American sport stadium in Kansas

Francis G. Welch Stadium, also known as Jones Field at Welch Stadium or Welch Stadium, is a sport stadium in Emporia, Kansas. The facility is primarily used by the Emporia State University football and track & field teams and Emporia High School football. It is named to honor long-time Emporia State coach and athletic director Fran Welch. The facility was one of the first on the NCAA Division II level to offer enclosed skyboxes and is still one of only a few across the nation.

==Stadium history==
The first football game at Welch Stadium came on Armistice Day in 1937. The Hornets tied St. Benedict's College by a score of 20-20. More than 6,000 fans saw the first game in the facility. The largest crowd on record for a football game was the 1973 game against Northern Colorado. The record crowd of 10,000 saw the Hornets to a 10–0 victory as the Hornets vaulted to a No. 3 ranking in the NAIA.
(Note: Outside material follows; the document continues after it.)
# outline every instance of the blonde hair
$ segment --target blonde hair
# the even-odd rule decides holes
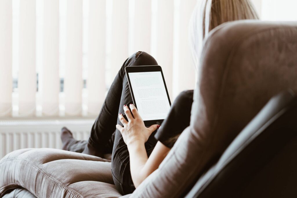
[[[244,19],[258,19],[250,0],[199,0],[190,22],[192,56],[196,68],[204,39],[216,27],[226,22]],[[192,26],[191,24],[192,23]]]
[[[199,1],[201,2],[197,4],[192,14],[189,31],[192,56],[197,69],[203,40],[211,31],[228,21],[259,19],[250,0]],[[164,143],[170,147],[173,146],[180,134],[171,137]]]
===Top crowds at Welch Stadium===

Highest attendance at Welch Stadium
| Rank | Attendance | Date | Game result |
| 1 | 10,000 | 1973 | Emporia State 10, Northern Colorado 0 |
| 2 | 9,200 | 1998 | Emporia State 38, Pittsburg State 28 |
| 3 | 9,000 | 1969 | Emporia State 34, Pittsburg State 21 |
| 4 | 8,064 | 1987 | Emporia State 9, Pittsburg State 35 |
| 5 | 8,000 | 1926 | Emporia State 6, College of Emporia 0 |
| 6 | 7,640 | 1992 | Emporia State 38, Pittsburg State 49 |
| 7 | 7,305 | 2000 | Emporia State 10, Fort Hays State 16 |
| T-8 | 7,000 | 1979 | Emporia State 4, Missouri Western 31 |
| T-8 | 7,000 | 1980 | Emporia State 7, Missouri Southern 14 |
Source: Emporia State Hornets Football Oct. 31, 2015 Game Notes

==Other uses==
The stadium is used by the local high school for games, college and community events, Special Olympics and other sporting events. The stadium currently hosts the Kansas State High School Activities Association Class 5A state championship game, Emporia High School Football games and the Kansas Shrine Bowl all-star game every four years (the site currently rotates between Emporia, Pittsburg, Manhattan, and Hays).

Welch Stadium served three times as the site for the NCAA Division II Outdoor Track & Field Championships.